しかし紫苑に見抜かれる程、おかしな顔をしていただろうか。むしろ、どんな顔で笑ってたんだおれ。
自分自身を制御できなくなるくらい、おれは心から紫苑との再会を喜んでいるらしい。
それにしても。紫苑はおかしな笑いこそしないものの、素直に言葉や態度で感情を示してくる。
さっき理事長室で再会した時も。理事長室を出てからも。ここに向かう道中、会長におれを紹介した時、今、紅茶を飲んでいるこの瞬間も。
紫苑は、やはりおれとは正反対の存在だ。
紫苑は我慢することなく、自分の感情を吐き出すことができる。
怒りであれ、喜びであれ、哀しみであれ、驚きであれ。
対するおれは、極力他人には本心を見せない、器用だけれどある意味不器用な生き方をしてきた。
紫苑の前でなら素直に認める。こういうのも、器用貧乏と、いうんだろうか。
こんな風に対極に位置するおれ達だからこそ、互いにこんなにも惹かれ合うのかもしれない。
おれは紫苑の話を聞きながらも、そんなことを考えていた。


「ネズミ? 聞いてるか? もしかして疲れた? もう休む?」
「あ、え? ごめん、ぼーっとしてた。疲れてなんかない。おれを甘く見るなよ」
「甘くなんて見てないよ。部屋のことだけど――」


紫苑が入れた紅茶を飲みながら、止まることなくずっと話し続けた。
四年間の空白があったから話題には事欠かなかった。
むしろ、会うのは二回目。話題がなかったら、それはそれでまずいかもしれない。




出会って、すぐに欲しくなって。
二度目の再会でもう隣の立場を手に入れた。我ながら、好成績。順調に事は進んでいる。
今までだって欲しくなったものは逃さず得てきたが、こんなに達成感を味わえたことはない。
だが、まだだ。現時点では立場を得ただけ。
まだまだ欲しいものは沢山ある。
その心、身体、思考、声、果ては細胞に至るまで。あんたの、すべてが欲しいから。まだ、始まったばかり。
幸いなことに、紫苑と居られる時間は他の誰よりも長い。二人、離れている時間の方が短いくらいに。

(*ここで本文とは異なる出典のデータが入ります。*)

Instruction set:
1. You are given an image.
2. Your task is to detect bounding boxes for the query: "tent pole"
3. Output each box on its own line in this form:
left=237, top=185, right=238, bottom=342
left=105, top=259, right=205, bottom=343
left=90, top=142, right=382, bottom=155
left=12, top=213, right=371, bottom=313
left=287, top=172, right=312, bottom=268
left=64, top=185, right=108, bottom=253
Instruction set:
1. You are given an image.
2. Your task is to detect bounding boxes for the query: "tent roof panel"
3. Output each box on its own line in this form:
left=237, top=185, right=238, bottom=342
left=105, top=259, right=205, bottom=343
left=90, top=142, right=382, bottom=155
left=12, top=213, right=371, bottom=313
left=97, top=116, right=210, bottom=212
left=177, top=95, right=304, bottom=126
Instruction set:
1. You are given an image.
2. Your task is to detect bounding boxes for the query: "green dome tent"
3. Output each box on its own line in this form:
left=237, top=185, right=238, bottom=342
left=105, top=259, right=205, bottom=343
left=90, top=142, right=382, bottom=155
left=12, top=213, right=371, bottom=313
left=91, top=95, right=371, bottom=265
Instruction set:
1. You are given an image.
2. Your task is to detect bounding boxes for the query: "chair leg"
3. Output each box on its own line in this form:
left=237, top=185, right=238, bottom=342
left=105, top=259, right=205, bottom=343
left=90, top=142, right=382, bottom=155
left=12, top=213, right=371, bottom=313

がっつかないで。焦らないでいこう。ゆっくり、けれども確実に。
紫苑、あんたを手に入れる。おれのこと以外、考えられなくしてやるよ。




紅茶を飲み終えた頃。
食器の片付けを手伝っていると、紫苑が嬉しそうに振り返って言った。


「ネズミ。今夜は、話が尽きる程語り倒そうな!」


いや、語り倒すっていうより、押し倒してしまいそうなんだけど。









寝る支度を整えて二つの部屋の間の空間で話をしているうちに、紫苑は操られるようにぐらぐらし出し、止める間もなくことんと眠りについてしまった。
おい。語り倒すんじゃなかったのか。
こいつ、合宿かなんかで人が沢山集まった時、「最後まで起きてる!」とか言ったくせに一番最初に寝入るタイプだ、絶対。
まあ、いいか。起こしてまで聞かせたいことがあるわけでもない。
互い離れていた時のことは、明日にでもゆっくり話せればいい。
規則正しい寝息を立て始めた紫苑を起こさないように抱き抱え、おれは紫苑の部屋に入った。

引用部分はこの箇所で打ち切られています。